Where does that leave us?

Well, funny you should ask, because that’s just what I was going to talk about next. It leaves us kind of like an astronaut whose umbilical cord has snapped: lost in space. Oh sure, you can believe in The Almighty looking over us, or the power of prayer, or the Oneness of all things – and I’m not knocking any of those things: whether they’re ‘true’ or not, they give people something to hang on to, some sense of control in a frightening universe, and that’s not a bad thing.

But what if we just faced the barest truth: that things are pretty random, that ‘bad’ and ‘good’ things are handed out willy-nilly, that a saint could get Parkinson’s, while an evil monster lives healthily to a hundred-and-ten?

What are we left with then? Does it make you feel like the denizen of an ant farm, going about your business every day, with no ‘real’ meaning, except to go on, and on, and on, until Fate strikes you down like you would swat a fly or step on a bug?

As Peggy Lee once said, is that all there is? Should we ditch the whole concept of trying to be ‘good’ and just Come And Get It – all we can, as fast as we can, however we can?

After all, if Fate doesn’t care, why should we?

In the film noir, The Turning Point, there is a character played by William Holden, a cynical newspaperman, with a jaded, nihilistic point of view about the story he’s covering – yet one more Blue Ribbon Crime Commission, established to ‘get to the bottom of’ a crime syndicate that’s running the town.
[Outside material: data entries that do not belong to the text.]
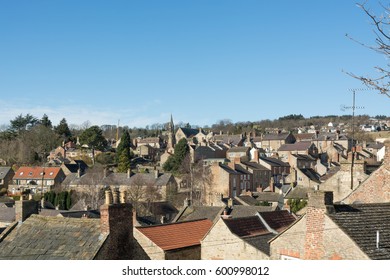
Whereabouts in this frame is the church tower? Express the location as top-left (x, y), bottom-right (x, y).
top-left (167, 114), bottom-right (176, 150)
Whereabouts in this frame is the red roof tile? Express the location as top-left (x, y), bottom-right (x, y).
top-left (137, 219), bottom-right (212, 251)
top-left (14, 167), bottom-right (61, 180)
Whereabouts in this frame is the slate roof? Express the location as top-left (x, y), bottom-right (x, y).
top-left (63, 173), bottom-right (172, 186)
top-left (228, 205), bottom-right (274, 218)
top-left (0, 215), bottom-right (107, 260)
top-left (179, 127), bottom-right (199, 138)
top-left (242, 233), bottom-right (276, 256)
top-left (299, 168), bottom-right (321, 183)
top-left (328, 203), bottom-right (390, 260)
top-left (285, 186), bottom-right (310, 199)
top-left (14, 166), bottom-right (61, 180)
top-left (241, 161), bottom-right (268, 171)
top-left (278, 141), bottom-right (313, 152)
top-left (0, 166), bottom-right (11, 180)
top-left (214, 134), bottom-right (244, 146)
top-left (254, 192), bottom-right (280, 202)
top-left (222, 216), bottom-right (270, 238)
top-left (227, 147), bottom-right (250, 153)
top-left (173, 206), bottom-right (225, 222)
top-left (262, 133), bottom-right (290, 141)
top-left (259, 210), bottom-right (296, 233)
top-left (137, 219), bottom-right (213, 251)
top-left (260, 157), bottom-right (290, 166)
top-left (0, 203), bottom-right (15, 223)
He is the voice of the uncaring, taking potshots at the “do-gooders” who are, as far as he’s concerned, just going through the motions of combating the criminal forces in the big city, making it look good for the public.

But gradually, he comes to care, and he comes to admire those who are at least doing their best to do ‘good,’ even if the forces of evil are overwhelmingly powerful.

Eventually, he gets involved, ultimately sacrificing his life for ‘the cause,’ going way out on a limb to aid those who are trying to improve the lives of others.

Finally, just before he is killed, he, the formerly wise-ass, seen-it-all newsman, says this:

Sometimes, someone has to pay an exorbitant price, in order to uphold the majesty of the law.

He knew that he might die, in doing what he did, he knew the forces of evil would continue, in some form, even after his exorbitant sacrifice, he even knew that what he was doing was a drop in the bucket in the ultimate war on crime in his city.

But he decided to do the right thing, BECAUSE it’s the right thing, because we’re not animals, because even though our little, ant-like gestures for good may be small and puny, even ridiculous, in the eyes of Fate, it’s all we have. And maybe because, if we do the right thing, if we contribute our share to the common effort, we earn the right to stick around for another day and share in the beauty that is all around us. Because even though “they’re” handing out Parkinson’s Disease to a lot of nice people, and cancer to a lot of wonderful ones, they’re also handing out gorgeous sunsets, and amazing food, and good friends, and staggering feats of imagination and artistry, and soft rain, and train whistles in the distance, and tears, and laughter.

So, even though being ‘good’ may not bring you a million dollars, or a lifetime of happiness, or that big promotion, or a pain-free death in your sleep at a hundred-and-ten, on silk sheets – even though, maybe, it’s even puny and ludicrous, it’s all we have.

And maybe, just maybe, if we don’t expect too much of it, and back it up with action, being good can have a majesty that is sufficient unto itself.

 

 

 

 

 

 

 

 

 

 

 

 

Note: All clinical vignettes herein are significantly altered to protect patient confidentiality and privacy.